Теперь Ангелика принадлежала ему, и он был счастлив. Он пел о ней в академии, пел ей в церкви, в семинарии, воспевал ее в серенадах, но свадьбу решил отложить до тех пор, пока не станет великим и могущественным. Скопив почти сотню риксдалеров, он решил сдать экзамен на звание капельмейстера и стать профессором и рыцарем. Но не успел он и шага ступить на этом славном пути, как в его жизни произошли перемены, превратившие почти все мечты в ничто.
Однако в апреле, в воскресенье, господин Линдбум устроил у себя на Норра-Гатан пирушку с песнями. Среди гостей был первый тенор, шорник, и первый бас, кондитер — не кто иной, как хозяин крысоловки. Последний неустанно повторял историю об изюме и горчичном шнауцере, вызывавшую всеобщее веселье, а господин Лундстедт смиренно опускал голову и заверял, что никогда в жизни не лгал, а потому был уверен, что и другие говорят правду, ибо так научили его родители.
Пели допоздна, много выпили, а после отправились в «Сулен» ужинать. Вот уже убрано со стола, выпит пунш, товарищи было снова собрались петь, но тут дверь открылась, и в залу вошел согбенный старик с мешком и тяжелым посохом.
— Вон отсюда! Ничего не получишь! — встретила его буфетчица, едва тот успел поздороваться и спросить, нет ли здесь Альрика Лундстедта.

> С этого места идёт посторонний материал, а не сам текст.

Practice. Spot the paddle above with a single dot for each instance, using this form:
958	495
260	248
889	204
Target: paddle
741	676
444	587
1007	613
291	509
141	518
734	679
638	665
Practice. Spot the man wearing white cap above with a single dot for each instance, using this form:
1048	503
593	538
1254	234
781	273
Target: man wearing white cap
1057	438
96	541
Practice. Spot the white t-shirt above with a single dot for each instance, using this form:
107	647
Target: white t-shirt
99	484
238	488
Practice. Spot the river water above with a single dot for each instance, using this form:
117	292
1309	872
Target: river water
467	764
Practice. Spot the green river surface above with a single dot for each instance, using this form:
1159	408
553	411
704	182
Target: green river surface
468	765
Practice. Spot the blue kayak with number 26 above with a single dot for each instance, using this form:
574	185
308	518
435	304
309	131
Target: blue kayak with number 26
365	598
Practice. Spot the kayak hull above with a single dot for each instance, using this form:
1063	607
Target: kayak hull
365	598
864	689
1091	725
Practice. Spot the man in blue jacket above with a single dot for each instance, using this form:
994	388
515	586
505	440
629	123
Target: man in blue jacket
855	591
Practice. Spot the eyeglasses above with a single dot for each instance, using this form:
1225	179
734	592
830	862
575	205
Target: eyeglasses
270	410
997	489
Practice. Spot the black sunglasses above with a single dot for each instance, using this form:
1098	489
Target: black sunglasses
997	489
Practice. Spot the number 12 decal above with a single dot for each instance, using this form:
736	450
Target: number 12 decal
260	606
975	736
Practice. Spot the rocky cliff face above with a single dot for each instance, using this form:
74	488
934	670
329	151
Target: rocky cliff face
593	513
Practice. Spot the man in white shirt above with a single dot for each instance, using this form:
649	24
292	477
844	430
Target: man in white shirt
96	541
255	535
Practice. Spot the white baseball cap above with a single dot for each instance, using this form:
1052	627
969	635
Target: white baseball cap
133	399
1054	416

Услышав свое имя, молодой человек оставил певческий круг и подошел к старику, правда, не с распростертыми объятьями (что и не принято на Ронё, кроме как между людьми высшего сословия), а, скорее, в замешательстве и смущении, какое обыкновенно испытываешь при виде неимущих родственников.
— Вот я и приехал! — не протягивая руки, обратился старик к сыну. — Дай же мне что-нибудь поесть — у меня с самого Кальмара маковой росинки во рту не было.
— С Кальмара? Что вы делали в Кальмаре? — спросил Альрик, с досадой взглянув на жалкое платье отца.
— Ах, Господи, это долгая история, дай я сперва сяду, — ответил старик.
Их разговор слышал господин Линдбум. Неожиданная встреча отца и сына растрогала его впечатлительную душу, он поспешил дать волю чувствам, которые еще не вылились в песне, и, учтиво поклонившись, приблизился к старику, предложил ему руку и произнес:
— Что я слышу, неужели это сам господин Лундстедт — родной отец моего друга детства, если позволите, родитель нашего несравненного товарища! Не откажите же зеленым юнцам, будьте гостем в нашей веселой компании, высокоуважаемым и почетным гостем! Друзья, поднимем бокалы и встретим господина Лундстедта четырехкратным «ура»!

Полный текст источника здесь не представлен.